The Nobel Prize for Physics on Tuesday crowned the British Roger Penrose, the German Reinhard Genzel and the American Andrea Ghez, three pioneers in research on black holes, regions of the Universe from which nothing can escape, not even the light.
Penrose won the famous award for discovering “that the formation of a black hole is a strong prediction of general relativity theory”, while Genzel and Ghez were awarded for “the discovery of a compact supermassive object in the center of our galaxy ”, millions of times bigger than our Sun, explained the Nobel jury when announcing the prize in Stockholm.
The British winner receives half the prize of 80 million Swedish kronor (C $ 1.2 million), while the other two share the second half, said the Royal Academy of Sciences in Stockholm.
Andrea Ghez said “take it very seriously” to become the fourth woman to win a Nobel Prize in Physics, the most masculine of the six prizes. The black hole, “we don’t know what it contains, we have no idea, that’s why it’s so exotic, it’s part of the plot, it pushes the limits of our understanding”, she enthusiastically joined by phone by the Nobel Foundation.
Penrose, 89, used mathematical modeling to prove as early as 1965 that black holes can form, becoming an entity that nothing, not even light, can escape. His calculations proved that black holes are a direct consequence of Einstein’s general theory of relativity.
Since the early 1990s, co-winners Reinhard Genzel, 68, and Andrea Ghez, 55, have been researching an area called Sagittarius A * at the center of the Milky Way. Using the world’s largest telescopes, they discovered an extremely heavy and invisible object – about 4 million times the mass of our Sun – that pulls at surrounding stars, giving our galaxy its characteristic vortex.
Supermassive black holes are an astrophysical conundrum, especially as to how they get so big. Their training is at the heart of modern astrophysical research. Scientists believe they are devouring, at breakneck speed, all the gases emitted by the very dense galaxies around them.
As they are invisible, we can only see them in contrast, by observing the phenomena they cause in their immediate environment. A first revolutionary image was revealed to the world in April 2019.

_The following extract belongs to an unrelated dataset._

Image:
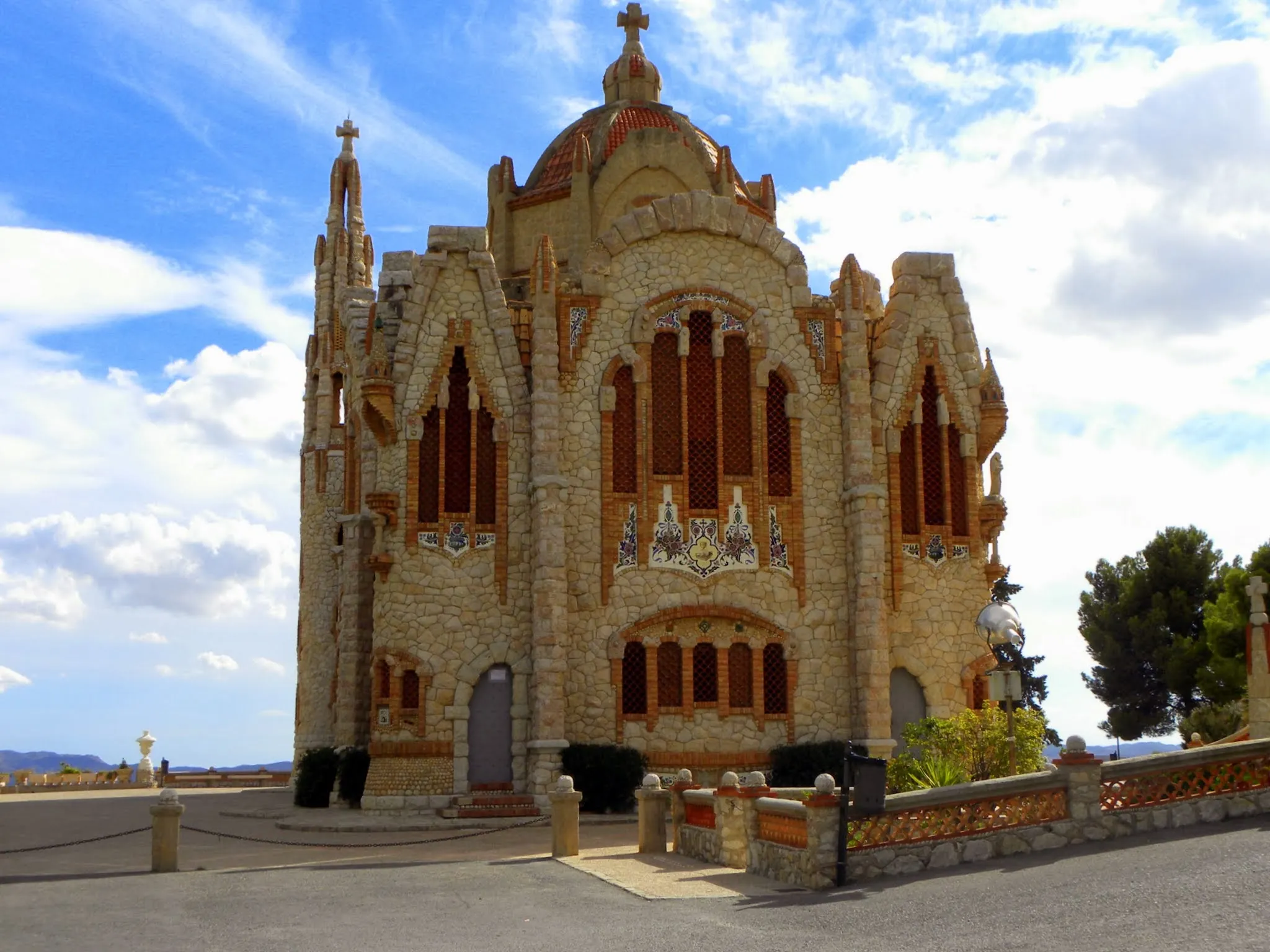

[Le trou noir], we don’t know what’s in it, we have no idea, that’s why it’s so exotic, it’s part of the plot, it pushes the limits of our understanding.
Astrophysics and quantum physics, centered on the infinitely small, were considered favorites by experts for this Nobel 2020.
In 2019, the physics prize had already distinguished three cosmologists, the Canadian-American James Peebles, who followed in those of Albert Einstein to shed light on the origins of the universe, and the Swiss Michel Mayor and Didier Queloz who, the first, revealed the existence of a planet outside the solar system.
A Nobel season in the shadow of COVID-19
While the Nobel Prizes are going to be announced as scheduled this week, the coronavirus has prompted the cancellation of the physical award ceremony on December 10 in Stockholm.
On Monday, the Medicine Prize confirmed the overwhelming dominance of Americans in the Nobel Prize for scientists by honoring Harvey Alter and Charles Rice, alongside Briton Michael Houghton, for their role in the discovery of the virus responsible for hepatitis C.
Chemistry will follow on Wednesday, where a major biomedical discovery could be rewarded: the “CRISPR scissors”, allowing to cut a precise gene, developed by the French Emmanuelle Charpentier and the American Jennifer Doudna. Another pioneer in gene sequencing, the American Leroy Hood, could be consecrated, according to Swedish radio SR.
Other nobelisables: nanocrystals, as well as the work of the Americans Harry Gray, Richard Holm and Stephen Lippard on the role of metal ions in biology.
The Literature Prize, the most anticipated event for the general public with Friday Peace in Oslo, will be announced Thursday by the Swedish Academy.
The only award not provided for in the famous will of the Swedish inventor, the Economics Prize “in memory of Alfred Nobel”, created in 1968, will close the season next Monday.